Один за другим были арестованы и отправлены в Бастилию Лаваль, Помпадур и Ванеф, но, так как они знали, что могут рассчитывать на шевалье, и так как заговорщики предусмотрели возможность ареста и заранее условились, что каждый из них должен говорить, все они прибегали к полному отрицанию своего участия в заговоре, признавая, что поддерживали отношения с герцогом и герцогиней дю Мен, но утверждая, что с их стороны эти отношения ограничивались почтительной дружбой. Что касается д'Арманталя, то они говорили, что знают его как благородного человека, который имел основания жаловаться на постигшую его большую несправедливость, и только. Одному за другим им устроили очные ставки с шевалье, но эти очные ставки лишь утвердили их в намерении придерживаться избранной системы защиты, показав каждому из них, что все его товарищи неукоснительно следуют той же системе.
Дюбуа был в бешенстве; у него было более чем достаточно улик по делу о Генеральных штатах, но это дело было загублено чрезвычайным заседанием парламента, который осудил письма Филиппа V и унизил узаконенных принцев; все считали, что они и так уже достаточно наказаны, чтобы за этот же проступок карать их во второй раз.
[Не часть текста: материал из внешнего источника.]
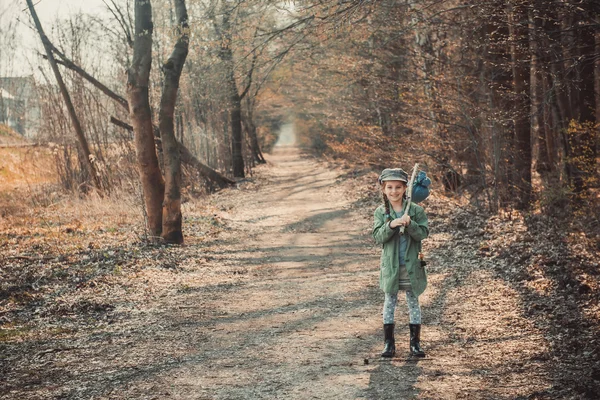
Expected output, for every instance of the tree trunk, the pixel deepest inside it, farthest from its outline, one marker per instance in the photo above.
(83, 144)
(141, 117)
(521, 111)
(171, 218)
(540, 155)
(235, 100)
(251, 130)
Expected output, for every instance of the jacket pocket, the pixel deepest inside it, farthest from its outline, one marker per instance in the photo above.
(386, 269)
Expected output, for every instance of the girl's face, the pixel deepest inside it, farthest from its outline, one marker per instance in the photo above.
(394, 190)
Дюбуа рассчитывал поэтому на показания д'Арманталя, чтобы возбудить против герцога и герцогини дю Мен новый процесс, более серьезный, чем первый, потому что на этот раз речь шла о прямом покушении, если не на жизнь, то, по крайней мере, на свободу регента. Однако упорство шевалье разбило эти надежды; гнев Дюбуа обратился поэтому против самого д'Арманталя, И, как мы сказали, он отдал приказ Леблану и д'Аржансону вести следствие самым энергичным образом, — приказ, который эти должностные лица исполняли со своей обычной пунктуальностью.
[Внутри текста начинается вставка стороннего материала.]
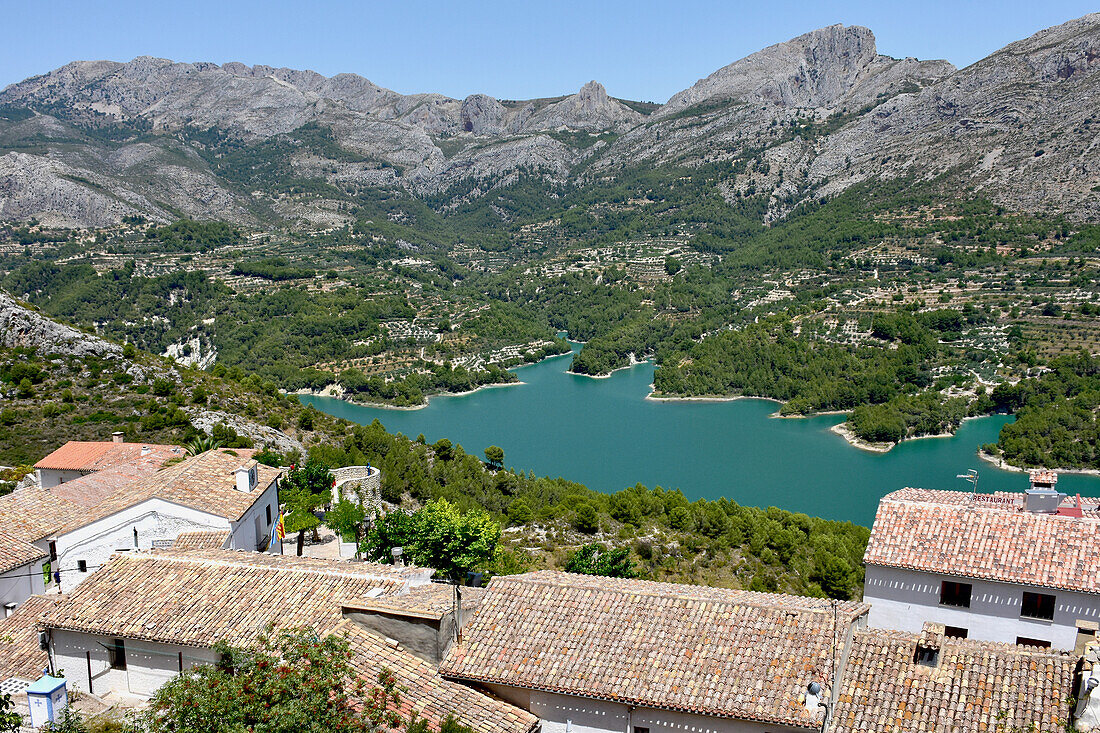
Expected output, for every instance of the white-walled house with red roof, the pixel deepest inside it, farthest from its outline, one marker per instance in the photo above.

Тем временем болезнь Батильды прогрессировала, и бедная девушка была на волосок от смерти. Но наконец молодость и сила восторжествовали над недугом, и за нервным возбуждением и бредом последовал полный упадок сил. Казалось, жар поддерживал ее, и, по мере того как он спадал, жизнь от нее уходила. Однако каждый день приносил улучшение, правда слабое, но все же ощутимое для добрых людей, окружавших больную. Мало-помалу она стала узнавать окружающих, потом заговорила с ними. Но, к всеобщему удивлению, она больше не произносила имени д'Арманталя. Впрочем, это было для всех большим облегчением, потому что они могли сообщить Батильде о шевалье лишь весьма печальные известия и, понятно, предпочитали, чтобы она не касалась этой темы. Итак, все, начиная с врача, думали, что она совершенно забыла о случившемся, а если и помнила, то смешивала действительность со своими кошмарами.
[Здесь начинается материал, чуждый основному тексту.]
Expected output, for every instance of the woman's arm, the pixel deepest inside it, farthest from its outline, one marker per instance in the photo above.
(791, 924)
Однако все, даже врач, заблуждались. Вот что произошло дальше.
Однажды утром, когда Батильда, казалось, заснула и ее ненадолго оставили одну, Бонифас приоткрыл дверь и заглянул в комнату, чтобы осведомиться о ее здоровье, как он это делал каждое утро с тех пор, как она заболела. Заслышав ворчание Мирзы, Батильда обернулась и, увидев Бонифаса, сразу подумала, что, быть может, узнает от него то, о чем она тщетно спрашивала других: что случилось с д'Арманталем. Унимая Мирзу, она протянула к Бонифасу свою бледную, исхудалую руку. Тот нерешительно взял ее в свои большие красные руки; затем, глядя на девушку и качая головой, сказал:
— О да, мадемуазель Батильда, о да, вы были правы: вы девушка благородного происхождения, а я всего лишь грубый мужлан. Вам был предназначен прекрасный дворянин, и меня полюбить вы не могли.
— Не могла полюбить так, как вы ожидали, Бонифас, — сказала Батильда, — но я могу любить вас иначе.
— Это правда, мадемуазель Батильда? Это правда?! Что же, любите меня, как вам захочется, лишь бы вы любили меня хоть немножко.
— Я могу любить вас как брата.
— Как брата?! Вы полюбите бедного Бонифаса как брата! И он сможет любить вас как сестру, он сможет иногда брать вас за руку, вот как сейчас; он сможет иногда обнять вас, как обнимает своих сестер Мели и Наис! О, скажите, мадемуазель Батильда, что надо для этого сделать?
— Друг мой… — сказала Батильда.
— О! Она называет меня своим другом, — воскликнул Бонифас, — она называет меня своим другом! Меня, который говорил о ней такие ужасные вещи! Послушайте, мадемуазель Батильда, не называйте меня вашим другом; я не заслуживаю этого. Вы не знаете, как я говорил о вас, что вы живете в любовной связи со стариком, хоть я и сам этому нисколечко не верил, честное слово! Понимаете, это был гнев, это было бешенство. Мадемуазель Батильда, зовите меня негодяем, зовите меня мерзавцем! Поверьте, это будет для меня меньшим наказанием, чем слышать, как вы зовете меня своим другом. Ах ты мерзавец Бонифас, ах ты негодяй Бонифас!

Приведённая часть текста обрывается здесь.